Model-based reinforcement learning promises to learn an optimal policy from
fewer interactions with the environment compared to model-free reinforcement
learning by learning an intermediate model of the environment in order to
predict future interactions. When predicting a sequence of interactions, the
rollout length, which limits the prediction horizon, is a critical
hyperparameter as accuracy of the predictions diminishes in the regions that
are further away from real experience.

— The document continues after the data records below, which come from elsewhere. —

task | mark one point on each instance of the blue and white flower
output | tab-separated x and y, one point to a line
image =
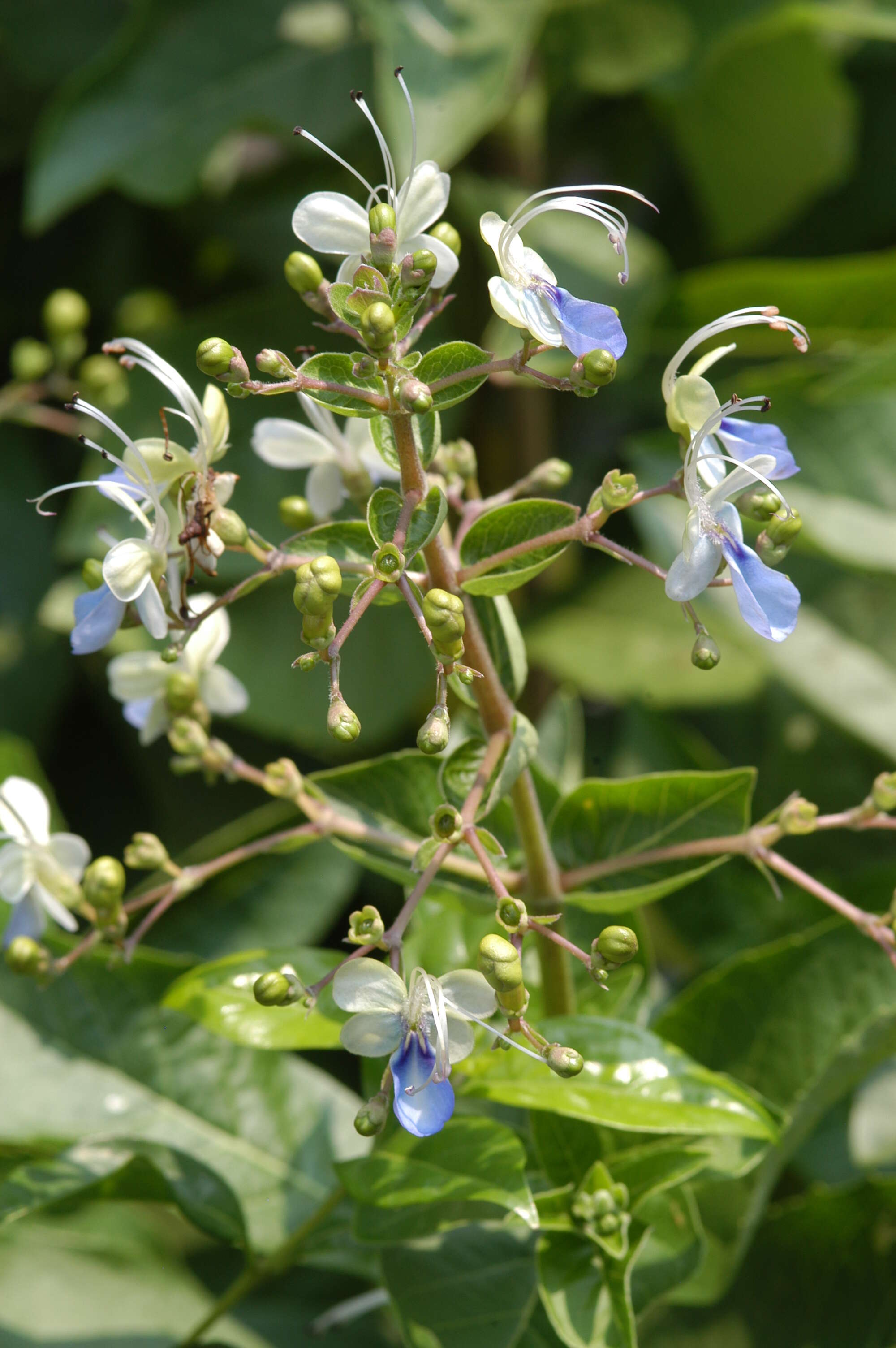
340	455
527	296
690	399
39	871
768	602
141	678
332	223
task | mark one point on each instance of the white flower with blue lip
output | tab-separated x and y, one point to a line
768	602
690	399
141	678
332	223
39	871
425	1029
336	456
526	293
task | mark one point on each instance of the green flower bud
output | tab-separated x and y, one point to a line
388	564
783	529
302	273
146	852
343	723
188	736
104	883
616	944
382	217
617	490
434	734
30	360
446	824
317	585
26	956
499	962
448	235
213	356
65	312
366	927
565	1063
378	325
181	691
884	792
92	573
798	816
229	526
372	1117
705	653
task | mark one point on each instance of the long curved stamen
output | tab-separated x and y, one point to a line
756	315
384	150
306	135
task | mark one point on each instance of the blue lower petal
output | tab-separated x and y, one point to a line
586	325
98	618
768	601
427	1111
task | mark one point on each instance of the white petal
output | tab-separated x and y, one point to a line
324	490
72	852
285	444
372	1034
331	221
138	674
368	986
223	692
422	200
25	811
151	611
127	568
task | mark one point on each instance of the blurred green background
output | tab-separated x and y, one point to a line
149	147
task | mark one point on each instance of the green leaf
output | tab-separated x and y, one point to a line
130	1169
472	1171
452	359
220	998
607	819
633	1080
427	437
508	526
336	367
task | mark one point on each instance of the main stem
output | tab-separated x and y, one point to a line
545	891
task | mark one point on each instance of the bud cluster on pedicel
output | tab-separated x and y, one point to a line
401	255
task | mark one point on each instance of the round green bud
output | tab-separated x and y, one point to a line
213	356
23	955
599	367
565	1063
273	990
181	691
382	217
104	883
378	325
296	513
499	962
388	564
92	573
229	527
317	585
30	360
705	653
343	723
448	235
302	273
798	816
372	1117
616	944
65	312
435	731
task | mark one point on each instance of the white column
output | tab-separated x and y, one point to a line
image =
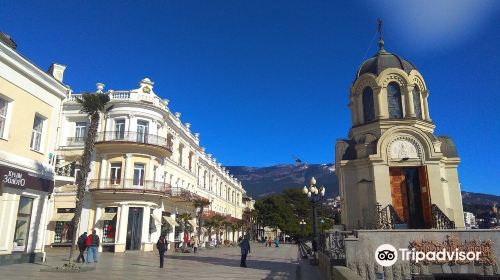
127	173
145	227
151	168
97	225
411	106
426	106
103	171
121	227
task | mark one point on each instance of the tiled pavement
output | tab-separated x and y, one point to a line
221	263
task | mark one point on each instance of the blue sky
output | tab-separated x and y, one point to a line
265	80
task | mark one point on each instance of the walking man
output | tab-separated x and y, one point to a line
195	242
161	245
82	246
245	250
92	243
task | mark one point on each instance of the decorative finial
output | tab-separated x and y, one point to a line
380	40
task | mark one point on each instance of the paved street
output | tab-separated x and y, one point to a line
222	263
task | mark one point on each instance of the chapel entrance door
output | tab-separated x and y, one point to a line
410	196
134	228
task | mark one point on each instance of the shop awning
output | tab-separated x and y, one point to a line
171	221
193	222
158	220
63	217
107	216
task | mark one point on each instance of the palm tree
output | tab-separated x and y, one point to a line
184	218
234	227
226	224
93	105
210	225
200	203
218	218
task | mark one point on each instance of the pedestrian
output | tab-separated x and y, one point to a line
92	243
82	246
162	245
195	242
245	250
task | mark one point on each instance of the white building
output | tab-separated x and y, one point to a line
30	101
148	168
470	220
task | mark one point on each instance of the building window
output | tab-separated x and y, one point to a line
116	173
23	224
394	101
142	131
36	134
120	129
109	225
416	102
368	106
80	131
139	169
4	104
63	232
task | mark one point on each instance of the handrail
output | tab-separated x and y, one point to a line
440	220
142	186
134	136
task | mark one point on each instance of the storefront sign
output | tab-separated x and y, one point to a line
15	178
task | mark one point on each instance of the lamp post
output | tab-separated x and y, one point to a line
315	196
303	224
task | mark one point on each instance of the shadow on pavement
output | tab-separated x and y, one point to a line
278	269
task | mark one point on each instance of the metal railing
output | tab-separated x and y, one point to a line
332	244
440	220
129	96
386	217
142	186
134	136
76	141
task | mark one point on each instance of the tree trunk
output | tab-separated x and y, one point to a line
200	221
81	179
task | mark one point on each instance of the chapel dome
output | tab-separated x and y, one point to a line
383	60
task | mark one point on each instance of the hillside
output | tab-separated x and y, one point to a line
263	181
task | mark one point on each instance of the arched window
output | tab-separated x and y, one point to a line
394	101
368	107
416	103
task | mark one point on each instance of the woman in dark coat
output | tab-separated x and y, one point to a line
161	245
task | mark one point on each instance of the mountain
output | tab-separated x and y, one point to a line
263	181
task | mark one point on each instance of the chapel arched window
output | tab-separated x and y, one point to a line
368	106
416	102
394	101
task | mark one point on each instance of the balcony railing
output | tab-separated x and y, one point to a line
76	141
142	186
134	136
130	96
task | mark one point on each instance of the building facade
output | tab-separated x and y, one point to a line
148	169
30	102
393	170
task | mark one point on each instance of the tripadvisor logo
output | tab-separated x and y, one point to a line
387	255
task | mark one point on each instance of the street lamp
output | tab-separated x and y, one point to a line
315	196
303	224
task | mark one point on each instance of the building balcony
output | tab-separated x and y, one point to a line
141	187
129	96
134	138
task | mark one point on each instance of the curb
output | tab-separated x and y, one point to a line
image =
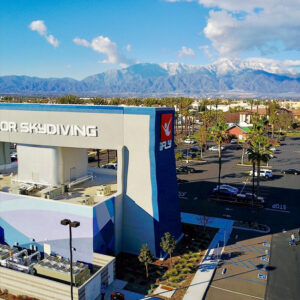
244	165
254	230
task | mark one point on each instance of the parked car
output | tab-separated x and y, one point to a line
248	196
226	189
113	166
265	173
195	148
179	180
291	171
189	155
185	170
189	141
14	156
215	148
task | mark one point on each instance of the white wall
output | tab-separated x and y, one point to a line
138	224
38	164
50	165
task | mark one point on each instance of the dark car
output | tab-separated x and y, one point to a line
117	296
189	155
226	190
291	171
185	170
179	181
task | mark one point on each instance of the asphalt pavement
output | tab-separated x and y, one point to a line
281	211
284	280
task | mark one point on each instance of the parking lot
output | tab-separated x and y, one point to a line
244	269
282	193
281	213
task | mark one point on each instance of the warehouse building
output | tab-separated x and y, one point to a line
118	210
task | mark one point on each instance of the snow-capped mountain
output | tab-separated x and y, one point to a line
225	77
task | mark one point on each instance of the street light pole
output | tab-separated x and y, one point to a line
71	260
71	224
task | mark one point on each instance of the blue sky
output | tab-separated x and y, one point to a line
52	38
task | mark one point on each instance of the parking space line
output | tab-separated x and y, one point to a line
238	293
245	246
241	278
257	250
242	263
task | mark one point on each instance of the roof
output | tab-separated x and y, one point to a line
260	111
245	129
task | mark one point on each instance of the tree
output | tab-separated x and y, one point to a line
145	257
251	101
259	150
219	134
201	138
168	244
204	220
272	120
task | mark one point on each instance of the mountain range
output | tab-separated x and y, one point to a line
226	78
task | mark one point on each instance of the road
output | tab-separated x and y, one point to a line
281	212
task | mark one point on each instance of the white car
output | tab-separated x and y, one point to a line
215	148
266	173
189	141
226	189
113	166
248	196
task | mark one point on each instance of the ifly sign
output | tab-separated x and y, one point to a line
49	129
166	134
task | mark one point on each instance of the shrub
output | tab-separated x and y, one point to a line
186	256
186	270
173	272
189	265
181	277
173	279
192	260
182	261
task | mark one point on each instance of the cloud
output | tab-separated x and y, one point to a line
105	46
236	26
180	0
207	50
128	47
81	42
40	27
229	65
185	51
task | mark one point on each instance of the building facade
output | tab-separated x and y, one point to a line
144	206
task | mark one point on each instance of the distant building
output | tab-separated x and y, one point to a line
239	132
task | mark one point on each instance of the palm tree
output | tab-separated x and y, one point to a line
201	138
251	103
259	150
145	257
252	158
257	102
219	134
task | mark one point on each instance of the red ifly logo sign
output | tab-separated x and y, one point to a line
166	128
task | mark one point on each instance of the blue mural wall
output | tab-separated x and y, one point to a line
36	221
167	190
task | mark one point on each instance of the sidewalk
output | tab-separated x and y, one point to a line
206	270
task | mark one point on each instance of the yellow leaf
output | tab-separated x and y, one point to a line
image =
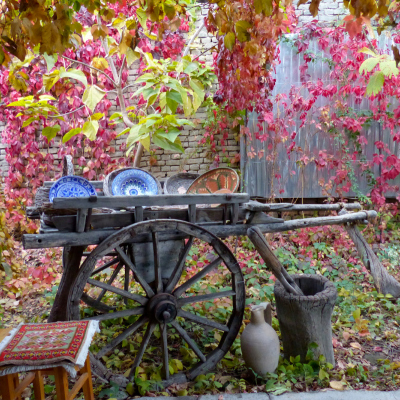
100	63
337	385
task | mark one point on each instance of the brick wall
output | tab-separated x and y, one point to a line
196	158
329	11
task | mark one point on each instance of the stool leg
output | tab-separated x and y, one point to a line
88	385
7	387
38	387
61	378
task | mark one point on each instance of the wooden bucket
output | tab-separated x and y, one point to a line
304	320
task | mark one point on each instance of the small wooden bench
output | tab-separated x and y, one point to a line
11	387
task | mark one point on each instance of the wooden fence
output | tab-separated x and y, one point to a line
258	173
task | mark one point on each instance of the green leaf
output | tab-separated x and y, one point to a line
263	6
368	65
51	131
198	87
73	132
29	121
323	374
50	60
171	135
92	96
241	28
182	121
147	93
167	144
116	115
145	141
187	103
97	116
191	67
130	388
368	51
90	129
126	130
131	56
375	83
229	40
142	17
74	74
136	133
46	97
389	68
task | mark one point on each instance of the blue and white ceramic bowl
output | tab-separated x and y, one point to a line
72	186
134	182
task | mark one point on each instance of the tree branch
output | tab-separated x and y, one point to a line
120	95
89	66
70	112
192	39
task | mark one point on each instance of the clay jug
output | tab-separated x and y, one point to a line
259	341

As a result, with a longer rollout
length, an overall worse policy is learned in the long run. Thus, the
hyperparameter provides a trade-off between quality and efficiency. In this
work, we frame the problem of tuning the rollout length as a meta-level
sequential decision-making problem that optimizes the final policy learned by
model-based reinforcement learning given a fixed budget of environment
interactions by adapting the hyperparameter dynamically based on feedback from
the learning process, such as accuracy of the model and the remaining budget of
interactions. We use model-free deep reinforcement learning to solve the
meta-level decision problem and demonstrate that our approach outperforms
common heuristic baselines on two well-known reinforcement learning
environments.

本文将调整 rollout length 作为元策略决策问题，通过动态改变超参数来优化在固定环境互动预算下通过模型强化学习学习到的最终策略，使用深度强化学习解决元策略决策问题，并在两个常见的强化学习环境中展示了其优势。